Bone Marrow Donors Give Hope to the Hopeless
In April of 2012, I requested a donor kit from the National Marrow Donor Program (aka Be the Match), swabbed my cheek with something that looked like a giant Q-Tip, put it in the provided container, and mailed it back- simple as that- no needles.
I can't say that I mailed my kit and then forgot about joining the registry because I didn't. You see, my dad had a life-saving bone marrow transplant and it was always in the back of my mind that I might one day get the call telling me that I would be able to donate my bone marrow to help save the life of someone else. I just didn't really think that call would ever come. But it did.
I'd just put my toddler down for a nap in the afternoon of an early March day when my phone rang and an unfamiliar number showed on the screen. I wasn't going to pick it up because I was exhausted and my child who never sleeps was sleeping, which meant that I had an opportunity to close my eyes for a little. Except that I didn't. I had a nagging feeling that I needed to find out who was calling and why, and so I answered. On the other end of the line was a representative from Be the Match.
Be the Match was calling to tell me that the DNA from the cheek swab that I mailed in was flagged as a match for a woman who has leukemia. The following week, I was sent for blood work and told I would hear back in two weeks to 60-days whether or not my bone marrow really was suitable for the patient. And so, I waited. For 35 days I waited. The call finally came on April 28th. After reviewing my medical history and blood work, the patient's doctors deemed me to be a primary match, which means that I'm the best possible matching donor for the patient.

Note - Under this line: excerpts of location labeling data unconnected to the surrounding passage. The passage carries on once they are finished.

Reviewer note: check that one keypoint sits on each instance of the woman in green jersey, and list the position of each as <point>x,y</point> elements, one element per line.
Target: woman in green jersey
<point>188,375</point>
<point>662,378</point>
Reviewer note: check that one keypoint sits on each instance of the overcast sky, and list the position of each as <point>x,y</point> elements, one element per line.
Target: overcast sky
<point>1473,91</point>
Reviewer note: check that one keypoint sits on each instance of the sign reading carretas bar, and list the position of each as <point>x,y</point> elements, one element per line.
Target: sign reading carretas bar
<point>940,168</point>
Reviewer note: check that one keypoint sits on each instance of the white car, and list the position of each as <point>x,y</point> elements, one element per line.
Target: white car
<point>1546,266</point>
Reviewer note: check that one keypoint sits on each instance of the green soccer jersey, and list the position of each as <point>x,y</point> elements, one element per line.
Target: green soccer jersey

The call came a Friday and by Saturday afternoon, Be the Match had a big information packet delivered to my door by FedEx. The next steps will involve a conference call with Be the Match to make sure I'm fully informed, and then more tests, including an intensive physical. The patient's doctors will have to analyze the results before making the final decision whether or not it'll be safe for her to receive a bone marrow transplant from me. If they give the green light, donation and transplant will happen very quickly.

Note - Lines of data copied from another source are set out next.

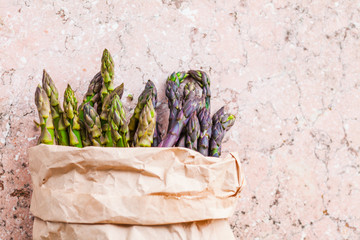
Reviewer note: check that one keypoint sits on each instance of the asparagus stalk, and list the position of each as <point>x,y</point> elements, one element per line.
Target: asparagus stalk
<point>118,91</point>
<point>92,95</point>
<point>173,94</point>
<point>157,136</point>
<point>107,73</point>
<point>92,124</point>
<point>146,128</point>
<point>46,122</point>
<point>182,118</point>
<point>221,124</point>
<point>148,92</point>
<point>204,116</point>
<point>192,132</point>
<point>117,122</point>
<point>205,131</point>
<point>204,81</point>
<point>181,141</point>
<point>71,118</point>
<point>56,111</point>
<point>104,116</point>
<point>189,91</point>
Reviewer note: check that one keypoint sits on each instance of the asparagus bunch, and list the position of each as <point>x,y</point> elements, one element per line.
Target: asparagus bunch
<point>221,124</point>
<point>190,123</point>
<point>182,118</point>
<point>46,122</point>
<point>71,118</point>
<point>118,125</point>
<point>174,96</point>
<point>56,111</point>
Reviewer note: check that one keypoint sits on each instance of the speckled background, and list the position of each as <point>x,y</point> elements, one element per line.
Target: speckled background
<point>289,70</point>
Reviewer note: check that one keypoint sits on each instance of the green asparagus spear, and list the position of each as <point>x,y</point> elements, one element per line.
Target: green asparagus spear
<point>146,128</point>
<point>71,118</point>
<point>92,124</point>
<point>192,132</point>
<point>221,124</point>
<point>92,95</point>
<point>108,100</point>
<point>181,141</point>
<point>148,92</point>
<point>46,122</point>
<point>107,73</point>
<point>117,122</point>
<point>56,111</point>
<point>205,133</point>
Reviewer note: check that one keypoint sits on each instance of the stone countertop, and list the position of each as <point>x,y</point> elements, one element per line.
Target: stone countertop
<point>288,71</point>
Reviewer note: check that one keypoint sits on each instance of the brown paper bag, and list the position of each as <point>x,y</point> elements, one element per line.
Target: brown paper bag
<point>102,193</point>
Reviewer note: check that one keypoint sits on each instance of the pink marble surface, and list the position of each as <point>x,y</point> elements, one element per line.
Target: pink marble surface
<point>289,71</point>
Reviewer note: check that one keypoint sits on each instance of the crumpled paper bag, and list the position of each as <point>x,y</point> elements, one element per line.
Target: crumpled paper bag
<point>101,193</point>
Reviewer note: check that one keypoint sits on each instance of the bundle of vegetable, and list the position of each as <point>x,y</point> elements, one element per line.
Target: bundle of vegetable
<point>101,118</point>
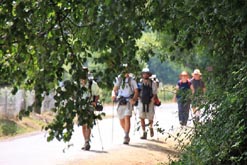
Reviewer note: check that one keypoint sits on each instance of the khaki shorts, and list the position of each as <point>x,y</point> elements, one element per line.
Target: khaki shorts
<point>124,110</point>
<point>146,115</point>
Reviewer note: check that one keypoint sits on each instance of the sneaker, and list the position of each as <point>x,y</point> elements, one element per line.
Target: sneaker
<point>144,136</point>
<point>86,146</point>
<point>151,132</point>
<point>126,140</point>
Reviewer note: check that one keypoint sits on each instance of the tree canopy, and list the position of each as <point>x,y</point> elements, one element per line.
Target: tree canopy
<point>42,40</point>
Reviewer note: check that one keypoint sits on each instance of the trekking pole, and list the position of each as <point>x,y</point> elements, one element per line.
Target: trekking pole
<point>100,135</point>
<point>112,121</point>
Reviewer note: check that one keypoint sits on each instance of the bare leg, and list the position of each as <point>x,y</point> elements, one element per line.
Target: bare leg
<point>144,136</point>
<point>86,131</point>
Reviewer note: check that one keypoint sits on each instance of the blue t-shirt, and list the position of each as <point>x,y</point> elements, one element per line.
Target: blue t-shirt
<point>184,88</point>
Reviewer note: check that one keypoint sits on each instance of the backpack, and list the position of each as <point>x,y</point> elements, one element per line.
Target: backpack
<point>146,95</point>
<point>121,83</point>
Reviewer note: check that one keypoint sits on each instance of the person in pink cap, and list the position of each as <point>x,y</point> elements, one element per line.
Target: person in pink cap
<point>184,89</point>
<point>200,89</point>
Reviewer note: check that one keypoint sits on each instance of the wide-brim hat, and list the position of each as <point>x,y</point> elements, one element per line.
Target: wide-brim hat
<point>146,70</point>
<point>184,73</point>
<point>196,71</point>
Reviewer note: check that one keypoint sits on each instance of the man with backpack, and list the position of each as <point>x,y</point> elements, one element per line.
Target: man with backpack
<point>92,94</point>
<point>148,93</point>
<point>125,92</point>
<point>184,90</point>
<point>200,89</point>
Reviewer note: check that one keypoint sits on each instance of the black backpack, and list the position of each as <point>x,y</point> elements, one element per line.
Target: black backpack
<point>146,95</point>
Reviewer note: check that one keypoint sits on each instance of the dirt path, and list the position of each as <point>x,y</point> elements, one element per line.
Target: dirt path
<point>148,152</point>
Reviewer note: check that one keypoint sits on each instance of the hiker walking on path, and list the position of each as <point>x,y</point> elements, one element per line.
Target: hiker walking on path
<point>199,90</point>
<point>184,90</point>
<point>148,93</point>
<point>125,92</point>
<point>92,94</point>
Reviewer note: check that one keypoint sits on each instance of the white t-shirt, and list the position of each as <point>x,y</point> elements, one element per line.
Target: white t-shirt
<point>126,89</point>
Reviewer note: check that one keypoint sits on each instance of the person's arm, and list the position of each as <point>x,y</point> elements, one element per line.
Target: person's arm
<point>136,93</point>
<point>175,94</point>
<point>114,93</point>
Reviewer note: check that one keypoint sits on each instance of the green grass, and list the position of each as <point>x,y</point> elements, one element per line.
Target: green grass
<point>35,122</point>
<point>10,128</point>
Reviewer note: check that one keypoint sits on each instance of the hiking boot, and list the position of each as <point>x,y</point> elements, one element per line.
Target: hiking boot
<point>126,140</point>
<point>144,136</point>
<point>151,132</point>
<point>86,146</point>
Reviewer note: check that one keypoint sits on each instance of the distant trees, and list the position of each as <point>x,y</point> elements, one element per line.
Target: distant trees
<point>42,41</point>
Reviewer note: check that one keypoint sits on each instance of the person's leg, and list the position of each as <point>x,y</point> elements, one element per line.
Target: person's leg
<point>186,112</point>
<point>180,113</point>
<point>144,135</point>
<point>151,128</point>
<point>86,131</point>
<point>150,116</point>
<point>126,124</point>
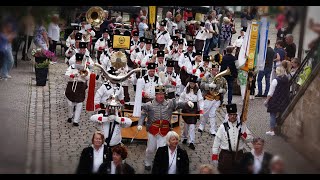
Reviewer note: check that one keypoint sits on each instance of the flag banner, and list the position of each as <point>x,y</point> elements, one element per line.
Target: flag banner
<point>243,53</point>
<point>253,44</point>
<point>263,42</point>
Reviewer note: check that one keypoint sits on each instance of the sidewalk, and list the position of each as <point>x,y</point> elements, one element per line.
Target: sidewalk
<point>15,100</point>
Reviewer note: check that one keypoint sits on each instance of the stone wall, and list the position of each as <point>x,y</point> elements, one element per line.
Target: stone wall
<point>302,126</point>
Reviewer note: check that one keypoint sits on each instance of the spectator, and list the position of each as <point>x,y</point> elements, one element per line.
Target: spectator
<point>238,43</point>
<point>171,159</point>
<point>266,72</point>
<point>210,35</point>
<point>93,156</point>
<point>228,60</point>
<point>53,33</point>
<point>244,19</point>
<point>295,64</point>
<point>208,169</point>
<point>41,36</point>
<point>257,161</point>
<point>279,56</point>
<point>225,34</point>
<point>201,36</point>
<point>277,165</point>
<point>180,25</point>
<point>169,23</point>
<point>117,166</point>
<point>7,35</point>
<point>142,26</point>
<point>290,47</point>
<point>278,97</point>
<point>29,26</point>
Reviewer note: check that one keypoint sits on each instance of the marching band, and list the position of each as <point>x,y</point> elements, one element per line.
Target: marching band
<point>174,75</point>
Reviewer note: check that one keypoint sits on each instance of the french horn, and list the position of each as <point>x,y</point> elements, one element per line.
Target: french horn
<point>95,16</point>
<point>118,60</point>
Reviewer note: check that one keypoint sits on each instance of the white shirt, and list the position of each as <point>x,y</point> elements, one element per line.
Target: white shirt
<point>113,168</point>
<point>149,87</point>
<point>163,38</point>
<point>54,31</point>
<point>201,34</point>
<point>172,161</point>
<point>208,24</point>
<point>273,86</point>
<point>257,163</point>
<point>97,158</point>
<point>221,139</point>
<point>198,98</point>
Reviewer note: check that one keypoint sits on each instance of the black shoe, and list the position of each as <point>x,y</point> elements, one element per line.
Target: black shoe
<point>191,146</point>
<point>184,141</point>
<point>148,168</point>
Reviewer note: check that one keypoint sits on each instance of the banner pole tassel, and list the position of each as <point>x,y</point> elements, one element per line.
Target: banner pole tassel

I can't tell you how much I hope that things are able to come full circle and that I'm able to give this woman the gift of life, however, I'm aware that they might not. According to Be the Match,
1 in 40 registry members will be called for additional testing. Additional testing can be used to narrow the list of potential donors and determine the best possible match for a patient. 1 in 300 will be selected as the best possible donor for a patient. These potential donors will have an information session with their donor center representative to learn more about the donation process. Due to changes in the patient's condition, not all donors who are selected as the best match will donate. About 1 in 430 members will actually donate."
Even if I am able to donate, there's no guarantee that it will save the patient's life. My dad's first bone marrow transplant failed and when our family was told, we began to brace ourselves for the worst. My dad is one of the lucky ones who was matched with another donor who gave stem cells which were transplanted into my dad and breathed new life into him. The reality is that sometimes transplants can take, but the patient still dies, or they are plagued with awful side effects.

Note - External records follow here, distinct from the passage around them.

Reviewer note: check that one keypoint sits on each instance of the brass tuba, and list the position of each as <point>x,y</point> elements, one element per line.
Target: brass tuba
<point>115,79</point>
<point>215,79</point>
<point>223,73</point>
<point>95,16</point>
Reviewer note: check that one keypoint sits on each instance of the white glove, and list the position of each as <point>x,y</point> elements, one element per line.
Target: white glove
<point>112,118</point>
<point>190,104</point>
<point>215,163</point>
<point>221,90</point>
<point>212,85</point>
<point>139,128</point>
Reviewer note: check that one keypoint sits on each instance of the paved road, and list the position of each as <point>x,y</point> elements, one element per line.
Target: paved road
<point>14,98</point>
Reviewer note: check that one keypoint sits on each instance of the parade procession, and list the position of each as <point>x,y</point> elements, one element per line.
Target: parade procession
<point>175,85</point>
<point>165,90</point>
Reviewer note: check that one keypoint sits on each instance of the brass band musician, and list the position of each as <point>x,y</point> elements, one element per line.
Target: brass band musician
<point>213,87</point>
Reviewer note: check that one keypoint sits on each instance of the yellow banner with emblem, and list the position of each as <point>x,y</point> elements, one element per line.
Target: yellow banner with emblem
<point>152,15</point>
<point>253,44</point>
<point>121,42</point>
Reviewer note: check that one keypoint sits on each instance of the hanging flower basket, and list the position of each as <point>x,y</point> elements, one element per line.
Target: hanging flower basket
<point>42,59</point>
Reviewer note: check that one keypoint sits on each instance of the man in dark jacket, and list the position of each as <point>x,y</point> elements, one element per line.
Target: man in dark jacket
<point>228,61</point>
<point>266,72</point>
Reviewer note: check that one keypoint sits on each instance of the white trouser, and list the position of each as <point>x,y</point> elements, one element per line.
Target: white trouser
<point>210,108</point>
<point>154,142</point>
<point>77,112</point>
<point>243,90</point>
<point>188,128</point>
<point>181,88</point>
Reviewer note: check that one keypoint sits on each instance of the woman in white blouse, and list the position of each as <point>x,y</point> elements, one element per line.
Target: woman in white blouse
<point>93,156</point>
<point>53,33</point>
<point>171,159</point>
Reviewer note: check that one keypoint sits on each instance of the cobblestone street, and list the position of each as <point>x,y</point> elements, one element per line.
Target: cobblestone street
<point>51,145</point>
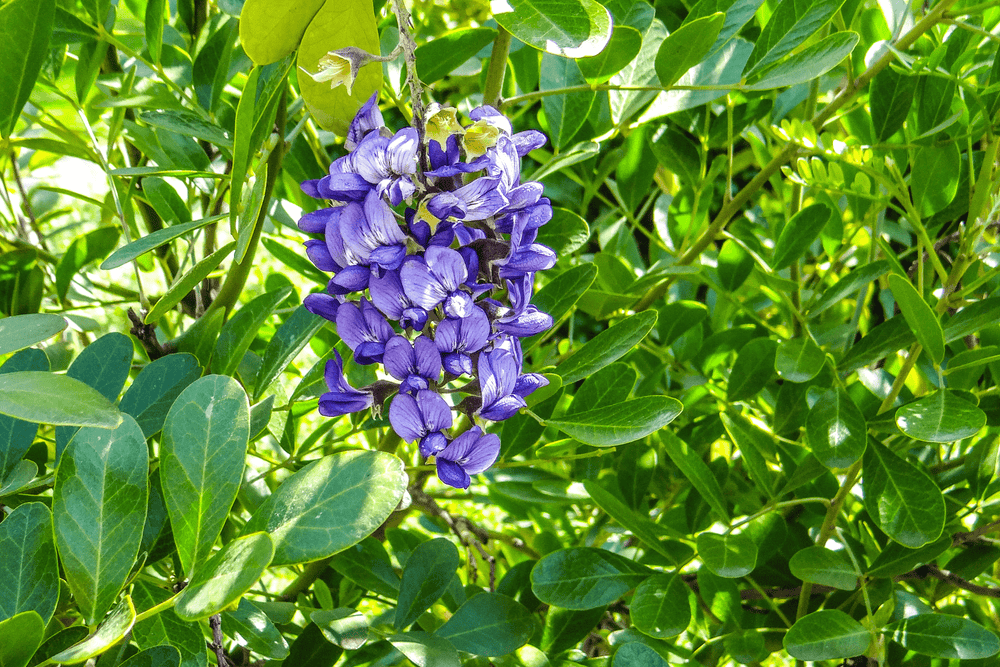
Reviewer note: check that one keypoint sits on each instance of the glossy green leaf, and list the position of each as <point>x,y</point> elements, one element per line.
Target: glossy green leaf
<point>489,624</point>
<point>425,650</point>
<point>114,628</point>
<point>902,499</point>
<point>686,47</point>
<point>180,288</point>
<point>256,630</point>
<point>730,556</point>
<point>241,329</point>
<point>426,577</point>
<point>29,628</point>
<point>799,233</point>
<point>29,571</point>
<point>755,448</point>
<point>444,54</point>
<point>944,636</point>
<point>791,24</point>
<point>225,577</point>
<point>154,390</point>
<point>934,178</point>
<point>696,471</point>
<point>660,606</point>
<point>891,96</point>
<point>330,504</point>
<point>566,113</point>
<point>819,565</point>
<point>752,370</point>
<point>921,318</point>
<point>99,509</point>
<point>584,577</point>
<point>25,29</point>
<point>940,417</point>
<point>836,430</point>
<point>826,635</point>
<point>202,452</point>
<point>21,331</point>
<point>619,423</point>
<point>621,49</point>
<point>293,335</point>
<point>569,28</point>
<point>810,63</point>
<point>607,346</point>
<point>345,627</point>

It sounds so tragic, doesn't it? A patient who is hanging to life by a thread receives news that they'll be getting a bone marrow transplant, which they do, and then it either fails or it takes. They either die or they survive. Some who have a successful transplant go on to live virtually "normal" lives while many spend the rest of their days dealing with complications as a result of chemo, radiation, and other treatments. But how many times have you heard stories of people on their death bed who say they wish they had a little more time? Time is something that many bone marrow transplants are able to give- both the patient and their family.
My dad is dealing with after-effects from his transplant which was in 2013 and some of those after-effects are major, but here's the thing- dad is alive. Dad's successful transplant means that he's lived long enough to see two more of his children get married and four more grandbabies be born. If it weren't for dad's bone marrow transplant, he wouldn't have lived to see those major life moments, and we wouldn't have had our dad around to share in our joy.
If you think that the number of people who actually need a bone marrow transplant to survive is slim, you need to read what Be the Match has to say,
Every three minutes, one person is diagnosed with a blood cancer. Every 10 minutes, someone dies from a blood cancer. That’s more than six people each hour, or 148 people each day."
Let that sink in. 148 people die each day from blood cancer. Many of these people die because there's no life-saving bone marrow for them and that's because people either aren't informed enough about the need, or they haven't joined the National Marrow Donor Program. Did you know that doctors request donors between the ages of 18 to 44 more than 95% of the time when they're looking for a suitable donor match? The reason is because donors between these ages have the greatest chance for a successful transplant, but this doesn't mean that if you're older you can't join. Donors are allowed to remain on the registry until their 61st birthday.
Want to learn more or request a free swab kit? Be the Match has an incredible amount of information and people available to answer any questions you might have.
Oh, and if you're curious whether or not your employer is required by law in the State of New York to allow you time to donate bone marrow, the answer is yes. New York State law mandates that an employer must give their employee 24 hours (or three full working days) off. Your employer also can't retaliate against you for requesting time off to donate bone marrow.